Europe is showing signs of a rebound while the Asia-Pacific market may be softer than expected, Fiat Chrysler Automotive CEO Sergio Marchionne says.
During a conference call with analysts and reporters, Marchionne admits to being “encouraged” by the direction in Europe, adding he expects FCA will be “in black” in 2015.
“There is an upside for where we are if we don’t really screw it up badly,” he says of the state of the auto industry in Europe. “I’m quite confident 2015 will be a significant year of recovery. It won’t take much for that to happen, because we’ve been at the bottom for so long.”

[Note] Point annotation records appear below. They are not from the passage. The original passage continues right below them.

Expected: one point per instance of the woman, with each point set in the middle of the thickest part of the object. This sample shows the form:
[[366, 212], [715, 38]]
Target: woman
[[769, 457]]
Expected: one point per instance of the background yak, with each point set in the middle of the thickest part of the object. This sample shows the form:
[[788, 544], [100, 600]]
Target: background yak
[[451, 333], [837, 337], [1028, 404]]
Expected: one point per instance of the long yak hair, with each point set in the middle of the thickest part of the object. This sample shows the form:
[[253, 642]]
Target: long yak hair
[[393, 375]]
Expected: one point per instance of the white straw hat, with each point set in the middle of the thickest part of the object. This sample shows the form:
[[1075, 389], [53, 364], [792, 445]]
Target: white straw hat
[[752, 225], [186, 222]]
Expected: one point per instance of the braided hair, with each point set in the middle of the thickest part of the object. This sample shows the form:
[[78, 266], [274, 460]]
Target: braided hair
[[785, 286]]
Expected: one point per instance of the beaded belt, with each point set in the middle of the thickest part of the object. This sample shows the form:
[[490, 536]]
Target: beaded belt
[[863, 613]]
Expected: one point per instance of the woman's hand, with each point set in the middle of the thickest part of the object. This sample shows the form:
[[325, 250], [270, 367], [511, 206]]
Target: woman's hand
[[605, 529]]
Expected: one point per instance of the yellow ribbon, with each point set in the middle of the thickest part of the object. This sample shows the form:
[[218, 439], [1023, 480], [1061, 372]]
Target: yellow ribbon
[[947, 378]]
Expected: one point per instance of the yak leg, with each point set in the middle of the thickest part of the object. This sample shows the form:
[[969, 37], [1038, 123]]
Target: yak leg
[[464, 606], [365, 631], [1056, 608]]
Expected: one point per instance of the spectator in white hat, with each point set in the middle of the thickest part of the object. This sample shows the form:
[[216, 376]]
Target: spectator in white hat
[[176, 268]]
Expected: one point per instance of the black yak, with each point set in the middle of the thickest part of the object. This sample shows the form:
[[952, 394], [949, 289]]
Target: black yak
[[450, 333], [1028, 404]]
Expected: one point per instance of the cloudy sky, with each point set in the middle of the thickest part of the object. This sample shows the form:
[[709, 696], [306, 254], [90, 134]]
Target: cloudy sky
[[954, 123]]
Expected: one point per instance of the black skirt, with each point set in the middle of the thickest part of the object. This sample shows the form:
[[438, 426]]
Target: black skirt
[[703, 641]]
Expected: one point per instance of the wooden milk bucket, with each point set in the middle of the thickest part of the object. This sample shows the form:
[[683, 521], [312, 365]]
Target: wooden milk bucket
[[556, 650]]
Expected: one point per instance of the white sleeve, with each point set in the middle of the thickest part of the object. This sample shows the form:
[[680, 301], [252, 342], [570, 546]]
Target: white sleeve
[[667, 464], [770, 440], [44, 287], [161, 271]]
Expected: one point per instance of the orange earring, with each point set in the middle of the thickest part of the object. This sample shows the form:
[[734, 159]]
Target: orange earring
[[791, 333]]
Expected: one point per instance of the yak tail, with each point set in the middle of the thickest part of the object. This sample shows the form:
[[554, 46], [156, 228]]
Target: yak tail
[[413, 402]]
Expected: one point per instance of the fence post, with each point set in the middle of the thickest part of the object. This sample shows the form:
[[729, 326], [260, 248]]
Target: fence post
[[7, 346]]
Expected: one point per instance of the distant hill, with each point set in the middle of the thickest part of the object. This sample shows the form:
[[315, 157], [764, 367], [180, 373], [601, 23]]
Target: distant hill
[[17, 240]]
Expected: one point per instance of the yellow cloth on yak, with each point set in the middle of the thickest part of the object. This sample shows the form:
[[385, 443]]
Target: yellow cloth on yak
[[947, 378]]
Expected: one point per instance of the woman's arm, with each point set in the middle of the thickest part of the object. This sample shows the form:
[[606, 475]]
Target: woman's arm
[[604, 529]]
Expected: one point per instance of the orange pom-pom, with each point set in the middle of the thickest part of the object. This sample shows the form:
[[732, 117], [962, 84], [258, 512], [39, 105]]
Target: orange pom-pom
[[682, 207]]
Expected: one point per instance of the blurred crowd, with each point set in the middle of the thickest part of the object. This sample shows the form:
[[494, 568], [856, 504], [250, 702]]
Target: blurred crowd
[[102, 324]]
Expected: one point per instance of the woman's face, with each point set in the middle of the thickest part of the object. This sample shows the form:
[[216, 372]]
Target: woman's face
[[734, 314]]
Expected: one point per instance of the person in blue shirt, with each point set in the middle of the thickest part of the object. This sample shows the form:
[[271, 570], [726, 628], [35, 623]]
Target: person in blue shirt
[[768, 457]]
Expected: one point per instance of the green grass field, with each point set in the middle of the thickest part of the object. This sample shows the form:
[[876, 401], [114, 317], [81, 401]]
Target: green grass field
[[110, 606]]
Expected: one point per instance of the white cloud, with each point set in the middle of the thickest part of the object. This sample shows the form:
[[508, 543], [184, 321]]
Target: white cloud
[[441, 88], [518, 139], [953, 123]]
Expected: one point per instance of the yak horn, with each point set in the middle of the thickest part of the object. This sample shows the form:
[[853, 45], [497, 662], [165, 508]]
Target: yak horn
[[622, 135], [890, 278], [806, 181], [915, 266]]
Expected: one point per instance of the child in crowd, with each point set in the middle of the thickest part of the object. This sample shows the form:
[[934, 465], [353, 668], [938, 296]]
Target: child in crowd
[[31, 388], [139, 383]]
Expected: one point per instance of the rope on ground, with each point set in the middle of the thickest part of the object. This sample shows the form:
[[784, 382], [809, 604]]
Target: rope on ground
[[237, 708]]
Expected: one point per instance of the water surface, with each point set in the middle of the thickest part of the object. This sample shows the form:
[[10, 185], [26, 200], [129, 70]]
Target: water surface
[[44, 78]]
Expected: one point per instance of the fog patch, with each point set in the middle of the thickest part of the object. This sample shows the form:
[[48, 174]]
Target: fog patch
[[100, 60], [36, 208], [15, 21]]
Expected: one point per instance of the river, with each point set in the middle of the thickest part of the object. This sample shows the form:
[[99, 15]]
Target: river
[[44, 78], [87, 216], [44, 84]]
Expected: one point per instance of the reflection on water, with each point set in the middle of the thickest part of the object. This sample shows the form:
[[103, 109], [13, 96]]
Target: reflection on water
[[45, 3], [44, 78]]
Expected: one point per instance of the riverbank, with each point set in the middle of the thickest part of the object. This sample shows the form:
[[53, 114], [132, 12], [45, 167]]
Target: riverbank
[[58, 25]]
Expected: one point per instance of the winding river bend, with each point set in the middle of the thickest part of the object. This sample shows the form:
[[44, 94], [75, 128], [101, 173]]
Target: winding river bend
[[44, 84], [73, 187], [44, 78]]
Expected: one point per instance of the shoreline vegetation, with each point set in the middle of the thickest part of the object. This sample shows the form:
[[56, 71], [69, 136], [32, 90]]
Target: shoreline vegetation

FCA passenger- and light-commercial-vehicle shipments totaled 1,024,000 vehicles in Europe last year, up 5% from 2013. However, the automaker’s light-vehicle share was down 20 basis points to 5.8%. For LCVs, European share was down 10 points to 11.5%.

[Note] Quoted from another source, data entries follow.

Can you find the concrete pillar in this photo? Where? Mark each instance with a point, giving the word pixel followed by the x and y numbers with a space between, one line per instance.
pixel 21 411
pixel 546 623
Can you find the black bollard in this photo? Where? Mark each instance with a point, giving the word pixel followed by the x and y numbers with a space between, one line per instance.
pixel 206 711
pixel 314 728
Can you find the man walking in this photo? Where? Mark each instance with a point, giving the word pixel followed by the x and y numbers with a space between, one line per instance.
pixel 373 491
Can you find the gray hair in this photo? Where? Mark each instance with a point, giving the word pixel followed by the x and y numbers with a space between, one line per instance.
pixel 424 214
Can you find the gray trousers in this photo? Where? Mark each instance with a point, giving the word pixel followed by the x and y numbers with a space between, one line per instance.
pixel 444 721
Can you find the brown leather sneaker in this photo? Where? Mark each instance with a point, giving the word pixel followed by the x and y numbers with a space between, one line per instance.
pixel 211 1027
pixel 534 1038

FCA’s European revenues were up 4% to $20.4 billion due largely to Fiat 500 and Jeep sales. The automaker recently announced it would add 1,500 jobs to the Melfi, Italy, assembly plant, where the Jeep Renegade SUV and Fiat 500X CUV are built.
Launched at the end of September, the Renegade was already ranked among the top 10 selling vehicles in Italy by the end of the year.
In the Asia-Pacific region, FCA saw retail jump 34% to 267,000 vehicles with gains in most major markets. Net revenue totaled $7.1 billion, a 34% spike.
The automaker says revenue in Asia-Pacific was impacted by higher marketing costs to support volume expansion in the region, as well as higher incentives in response to the increasingly competitive environment, particularly in China.
“In (Asia-Pacific), especially in China, we’ve seen adjustments made by the competition,” Marchionne says. “We have to be watchful that we adjust properly to changing market conditions. There’s skepticism about the level of profitability from the region.”